VALVE mitralis insufficiency (regurgitation) (IM)

1. Definition
Mitralis valve insufficiency (regurgitation) is the return of blood into the left atrium from the left ventricle through a valve mitralis, which mainly occurs when the ventricles contract.

2. Etiology
Mitralis valve insufficiency caused by an incompetent mitralis. Mitralis valve fails to close completely during ventricular systole begins. Mitralis valve regurgitation is usually caused by rheumatic fever, other bacterial infections of the heart, or rupture valve in coronary artery disease.

3. Pathophysiology
Due to rheumatic mitral insufficiency due to valve can not close the perfect time systolic. Changes to the valve cover classification, thickening, and distortion of the valve leaflets. This resulted in an imperfect koaptasi systolic time. In addition to shortening lead valve chordae tendineae attracted to the ventricles, especially the posterior part, may also occur annulus dilatation or ruptured chordae tendineae. During the systolic phase, there was a flow of regurgitation into the left atrium, resulting in a high V wave in the left atrium, while the flow into the aorta is reduced. At the time of diastolic blood flow from left atrium to the ventricle. Blood except from the lungs through the pulmonary vein, there are also blood regurgitan of left ventricular systolic time previously. Rapid distention of the left ventricle, the apex abruptly moves downward, pulling the valve, chordae, and papillary muscles. This raises the vibration to form a third heart sound. In chronic mitral insufficiency, systolic regurgitation into the left atrium and pulmonary veins can be tolerated without increasing the aorta and pulmonary wedge pressure.

4. Clinical manifestations
- Clinical features may not exist or otherwise severe, depending on the level of regurgitation.
- pulmonary congestion may occur, with signs and hypertension dispnu pulmonaris, when the blood back into the pulmonary vascular system.
- Decrease in cardiac output due to reduced volume sekuncup can cause intense shaking and fatigue. Heart rate may increase due to sympathetic stimulation.
- left ventricular hypertrophy and left atrium can occur, causing congestive heart failure.

5. Examination Support
- systolic heart murmur can be heard at the time of blood with a strong push through the valve.
- echocardiography can be used to diagnose the existence and structure of the abnormal valve motion.

6. Management
Giving antibiotics to prevent rheumatic reactivation and the incidence of infective endocarditis. Surgical intervention include mitral valve replacement.

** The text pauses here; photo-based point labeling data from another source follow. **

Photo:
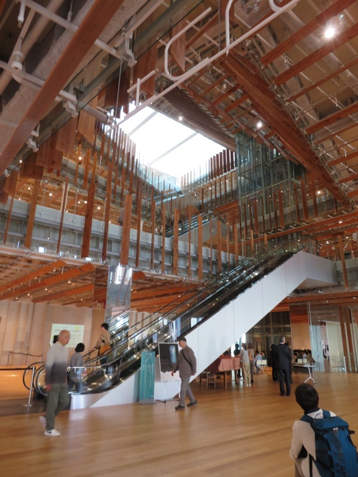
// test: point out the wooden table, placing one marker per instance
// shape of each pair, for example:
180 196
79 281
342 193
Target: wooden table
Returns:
223 365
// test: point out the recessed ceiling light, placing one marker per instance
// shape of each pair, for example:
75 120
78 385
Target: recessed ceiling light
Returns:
329 32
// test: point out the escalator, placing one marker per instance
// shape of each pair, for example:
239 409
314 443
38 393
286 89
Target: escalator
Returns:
212 297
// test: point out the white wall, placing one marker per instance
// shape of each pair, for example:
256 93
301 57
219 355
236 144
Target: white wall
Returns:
26 327
215 335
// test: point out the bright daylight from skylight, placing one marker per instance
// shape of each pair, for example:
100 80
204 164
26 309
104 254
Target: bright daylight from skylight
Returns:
167 145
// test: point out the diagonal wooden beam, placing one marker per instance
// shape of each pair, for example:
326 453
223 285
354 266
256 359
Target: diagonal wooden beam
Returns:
336 133
35 274
273 114
89 30
317 55
64 293
236 103
326 78
69 275
341 159
353 177
353 108
319 21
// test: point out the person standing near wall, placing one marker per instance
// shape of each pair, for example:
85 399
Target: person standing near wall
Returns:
283 362
186 365
245 360
56 383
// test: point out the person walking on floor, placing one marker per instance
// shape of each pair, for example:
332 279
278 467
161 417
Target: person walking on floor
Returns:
245 360
186 365
76 362
56 383
251 351
236 354
283 360
273 363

Aortic valve stenosis (AS)

1. Definition
Aortic valve stenosis is a narrowing of the lumen of the valve between the left ventricle and aorta.

2. Etiology
Stenosis can be caused by congenital abnormalities such as bicuspid aortic valve with a small hole and unikuspid aorta, which usually cause symptoms early. In older people, rheumatic heart disease and perkapuran a common cause.

3. Pathophysiology
Normal aortic orifice size 2-3 cm2. Aortic stenosis causes resistance and the pressure difference between the left ventricle during systolic and aorta. Increased left ventricular pressure to produce an excessive pressure load on left ventricle, which is solved by increasing the thickness of the left ventricular wall (ventricular hypertrophy). Left ventricular chamber dilation occurs to decreased myocardial contractility. Left ventricular end diastolic pressure increased. Atrial contraction increase left ventricular diastolic blood volume. This will lead to an enlarged left atrium. Finally, left ventricular load constant will cause dilation of the left ventricle and reduce myocardial contractility. Myocardial ischemia caused by a lack of coronary blood flow to myocardial hypertrophy.

cardiac work exceeds Had, be heart failure to function properly, the signs are shortness of breath easily.

Those who obesiti also likely to get high blood pressure because blood vessels become narrow due to fat deposits.

The combination of high blood pressure and obesiti applying pressure to the heart and cause heart wall thickening and lack of oxygen.

This situation again expedite problem of heart failure to function properly and so causes the heart to continue to be damaged.